Doosie came in not long after dawn to find Dora sitting with her mirror in her lap and Fred on her arm, a tired, puffy look on her face. She offered Dora her coffee.
“How was the wake?” Dora asked.
“Martha’s asleep on the floor right now,” Doosie remarked. She considered Fred an ugly chicken and glared at him.
“She’s slept on worse than my floors,” Dora said. Then she thought of Ginny and began to weep again; deaths affected her more each year, particularly the deaths of young people. She herself had struggled on through good times and bad, but at least there had been some good times—Ginny’s thin face had never once lit up with joy that she could remember.
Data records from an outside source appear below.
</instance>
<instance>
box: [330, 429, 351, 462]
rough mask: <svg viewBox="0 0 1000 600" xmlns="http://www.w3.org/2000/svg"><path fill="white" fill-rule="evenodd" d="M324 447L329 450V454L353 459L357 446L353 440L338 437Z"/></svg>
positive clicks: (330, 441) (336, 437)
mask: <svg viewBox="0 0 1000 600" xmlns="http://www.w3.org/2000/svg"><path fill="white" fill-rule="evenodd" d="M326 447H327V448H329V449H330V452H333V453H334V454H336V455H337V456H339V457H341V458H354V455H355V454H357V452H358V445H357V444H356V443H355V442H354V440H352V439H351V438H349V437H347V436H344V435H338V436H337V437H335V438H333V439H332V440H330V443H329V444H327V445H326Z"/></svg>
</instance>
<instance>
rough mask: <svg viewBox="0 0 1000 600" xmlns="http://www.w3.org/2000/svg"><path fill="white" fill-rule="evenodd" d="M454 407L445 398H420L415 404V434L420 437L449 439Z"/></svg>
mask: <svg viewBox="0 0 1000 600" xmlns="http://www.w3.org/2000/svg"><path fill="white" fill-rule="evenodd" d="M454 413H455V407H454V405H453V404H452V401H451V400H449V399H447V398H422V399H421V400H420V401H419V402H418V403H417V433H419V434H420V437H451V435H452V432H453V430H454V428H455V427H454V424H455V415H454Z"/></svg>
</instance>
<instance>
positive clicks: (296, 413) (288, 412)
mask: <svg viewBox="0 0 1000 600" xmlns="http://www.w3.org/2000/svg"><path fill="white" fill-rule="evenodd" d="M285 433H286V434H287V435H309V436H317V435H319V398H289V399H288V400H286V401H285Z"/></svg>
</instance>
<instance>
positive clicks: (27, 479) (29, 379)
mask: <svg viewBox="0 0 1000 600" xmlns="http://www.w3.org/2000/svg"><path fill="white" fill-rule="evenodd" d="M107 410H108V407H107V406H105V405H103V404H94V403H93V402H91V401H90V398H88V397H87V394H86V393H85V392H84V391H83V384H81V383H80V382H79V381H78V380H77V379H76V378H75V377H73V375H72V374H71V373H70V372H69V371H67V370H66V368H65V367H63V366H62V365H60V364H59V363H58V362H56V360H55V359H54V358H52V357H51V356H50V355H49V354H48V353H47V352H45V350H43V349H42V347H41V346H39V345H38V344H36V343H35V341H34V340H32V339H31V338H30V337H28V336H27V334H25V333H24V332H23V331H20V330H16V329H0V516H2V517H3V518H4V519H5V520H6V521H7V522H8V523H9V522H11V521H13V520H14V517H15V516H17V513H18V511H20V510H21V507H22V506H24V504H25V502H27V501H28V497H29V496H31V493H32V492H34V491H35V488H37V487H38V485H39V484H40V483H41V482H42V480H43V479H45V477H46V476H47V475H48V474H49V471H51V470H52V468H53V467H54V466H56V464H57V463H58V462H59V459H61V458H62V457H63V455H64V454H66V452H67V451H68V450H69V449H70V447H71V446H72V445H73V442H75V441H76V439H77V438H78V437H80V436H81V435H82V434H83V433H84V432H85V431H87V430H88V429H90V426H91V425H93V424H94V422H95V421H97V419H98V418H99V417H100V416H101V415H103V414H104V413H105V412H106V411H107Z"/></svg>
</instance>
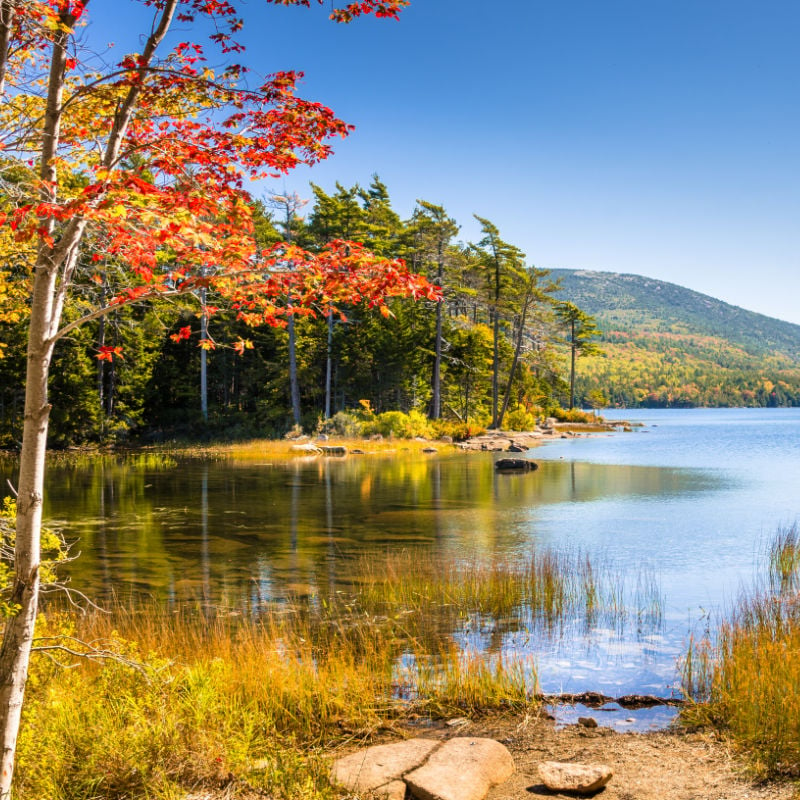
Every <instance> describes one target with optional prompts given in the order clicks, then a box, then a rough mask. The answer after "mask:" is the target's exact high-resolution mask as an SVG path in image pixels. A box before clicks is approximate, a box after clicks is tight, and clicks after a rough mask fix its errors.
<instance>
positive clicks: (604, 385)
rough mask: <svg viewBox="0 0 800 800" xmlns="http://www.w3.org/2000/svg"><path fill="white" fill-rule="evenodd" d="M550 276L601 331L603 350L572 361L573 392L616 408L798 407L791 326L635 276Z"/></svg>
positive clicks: (797, 334) (753, 312)
mask: <svg viewBox="0 0 800 800" xmlns="http://www.w3.org/2000/svg"><path fill="white" fill-rule="evenodd" d="M552 277H553V278H554V279H558V280H559V281H560V283H561V286H562V291H561V292H560V293H559V295H558V296H559V298H560V299H563V300H569V301H571V302H573V303H575V304H576V305H577V306H578V307H579V308H581V309H583V310H584V311H586V312H587V313H589V314H591V315H592V316H593V317H595V318H596V320H597V322H598V325H599V327H600V329H601V330H602V331H603V339H602V342H601V346H602V348H603V350H604V356H601V357H598V358H585V359H580V363H579V368H578V381H577V386H578V391H579V394H580V393H583V395H586V394H587V393H588V392H589V391H591V390H593V389H599V390H601V391H602V392H603V393H604V394H605V395H606V396H607V397H608V399H609V401H610V403H611V404H612V405H621V406H657V407H671V406H791V405H800V325H795V324H793V323H791V322H784V321H783V320H778V319H773V318H772V317H768V316H766V315H764V314H758V313H756V312H754V311H747V310H745V309H743V308H739V307H738V306H733V305H730V304H729V303H724V302H723V301H721V300H717V299H716V298H713V297H710V296H708V295H704V294H701V293H700V292H695V291H693V290H691V289H686V288H685V287H682V286H678V285H677V284H674V283H668V282H666V281H660V280H656V279H654V278H646V277H643V276H641V275H630V274H623V273H616V272H593V271H589V270H574V269H556V270H552Z"/></svg>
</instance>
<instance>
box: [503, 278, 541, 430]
mask: <svg viewBox="0 0 800 800" xmlns="http://www.w3.org/2000/svg"><path fill="white" fill-rule="evenodd" d="M532 289H533V287H532V286H531V285H529V286H528V291H527V292H526V294H525V302H524V303H523V305H522V314H521V316H520V321H519V328H518V330H517V340H516V342H515V345H514V358H513V360H512V362H511V371H510V372H509V373H508V383H507V384H506V391H505V394H504V396H503V407H502V408H501V409H500V416H499V418H498V420H497V427H498V428H500V427H502V425H503V418H504V417H505V415H506V411H508V403H509V400H510V399H511V382H512V381H513V380H514V372H515V371H516V369H517V364H518V363H519V354H520V353H521V352H522V339H523V337H524V335H525V323H526V321H527V319H528V310H529V309H530V306H531V301H532V299H533V298H532Z"/></svg>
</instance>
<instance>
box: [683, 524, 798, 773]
mask: <svg viewBox="0 0 800 800" xmlns="http://www.w3.org/2000/svg"><path fill="white" fill-rule="evenodd" d="M799 568H800V540H798V532H797V528H796V527H793V528H790V529H788V530H783V531H780V532H779V533H778V535H777V536H776V538H775V540H774V542H773V544H772V546H771V548H770V551H769V574H768V579H767V580H766V581H764V585H763V586H762V587H760V588H758V589H756V590H754V591H752V592H750V593H748V594H744V595H742V597H741V598H740V599H739V601H738V603H737V605H736V607H735V608H734V609H733V610H732V611H731V612H730V614H729V615H728V617H727V618H726V619H725V620H723V621H722V622H721V623H720V624H719V626H718V628H717V630H716V631H714V632H713V635H712V636H709V637H705V638H704V639H702V640H701V641H699V642H697V643H694V644H693V646H692V647H691V648H690V651H689V653H688V655H687V657H686V662H685V665H684V684H685V688H686V691H687V693H689V694H691V695H692V696H694V697H695V698H696V699H697V700H698V701H700V703H699V704H698V705H696V706H693V707H691V708H690V709H689V710H688V711H687V712H686V713H685V714H684V718H685V720H686V721H687V722H690V723H693V724H700V725H712V726H714V727H717V728H719V729H721V730H724V731H726V732H727V733H728V734H729V735H730V736H731V738H732V740H733V741H734V742H736V743H738V745H739V746H740V747H741V748H742V749H743V750H744V751H745V752H746V753H747V754H748V756H749V758H750V762H751V765H752V767H753V769H754V770H755V772H756V773H757V774H758V775H759V776H761V777H773V776H778V775H790V776H792V777H798V776H800V596H798V592H797V589H798V585H800V584H799V578H800V574H799V573H800V569H799Z"/></svg>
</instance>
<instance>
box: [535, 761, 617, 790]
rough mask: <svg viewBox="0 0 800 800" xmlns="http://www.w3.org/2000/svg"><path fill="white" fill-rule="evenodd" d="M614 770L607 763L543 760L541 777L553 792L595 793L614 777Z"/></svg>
mask: <svg viewBox="0 0 800 800" xmlns="http://www.w3.org/2000/svg"><path fill="white" fill-rule="evenodd" d="M613 775H614V771H613V770H612V769H611V767H608V766H606V765H605V764H567V763H563V762H559V761H542V763H541V764H539V777H540V778H541V779H542V782H543V783H544V785H545V786H546V787H547V788H548V789H550V790H551V791H553V792H575V793H576V794H594V792H599V791H600V789H602V788H603V787H604V786H605V785H606V784H607V783H608V782H609V781H610V780H611V778H612V776H613Z"/></svg>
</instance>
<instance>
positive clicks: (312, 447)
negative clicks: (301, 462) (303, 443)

“Maybe it’s time to give up on Miles City,” Dora said. “Maybe it’s time we tried another town.”
“Another town might be worse,” Doosie said.
“Oh, why do you think so dark all the time?” Dora asked. “This is the Hotel Hope. Why can’t you ever be hopeful?”
Blue had forgotten one of his gloves in his eagerness to escape after his convalescence. Dora kept it on her table, although it was foolish to do so—it carried his smell and his feel, and made her miss him.
She picked up the glove and popped it on her knee a couple of times, feeling restless.
Doosie made no reply. She saw that Dora was feeling better after her cry. With Dora feeling better, things might get back to normal, and Doosie did like it when things stayed normal.
“Want an egg?” she asked.
“Please. I want two,” Dora said, “and don’t fry them hard as rocks. You could help me be hopeful, if you weren’t so stubborn. I get tired of having to supply all the hope around here.”
“It’s your hotel,” Doosie said. “It ain’t mine—and I didn’t name it.”